Он быстро целует меня в щеку и уходит. Я смотрю ему вслед, пока он не поворачивает за угол, скрываясь из виду. Так легче.
Когда я возвращаюсь, мама сидит на своем обычном месте на диване на веранде. Питер на кухне делает кофе.
– Доброе утро, красотка! – кричит он мне. – Как первая летняя пробежка?
– Божественно. Я чувствую, что наконец могу дышать.
– Кофе скоро будет готов. Ты добежала до океана?
– Да. Как раз начался отлив. – Я подхожу к нему и протягиваю раскрытую ладонь. – Никогда не видела такого крошечного мечехвоста.
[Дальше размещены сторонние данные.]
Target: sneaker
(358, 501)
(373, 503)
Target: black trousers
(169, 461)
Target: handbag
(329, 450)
Он идеален.
– Как водичка? – спрашивает мама.
– Я не купалась, я была в одежде для бега.
– Могла бы искупать голой, – говорит мама. В ее голосе осуждение.
– Могла бы, – соглашаюсь я. Начинается. – Я встретила Джонаса. Он приглашает зайти к ним выпить.
– Отлично, – кивает Питер.
– Ты заметила? Вернулись гусеницы шелкопрядов, – говорит мама.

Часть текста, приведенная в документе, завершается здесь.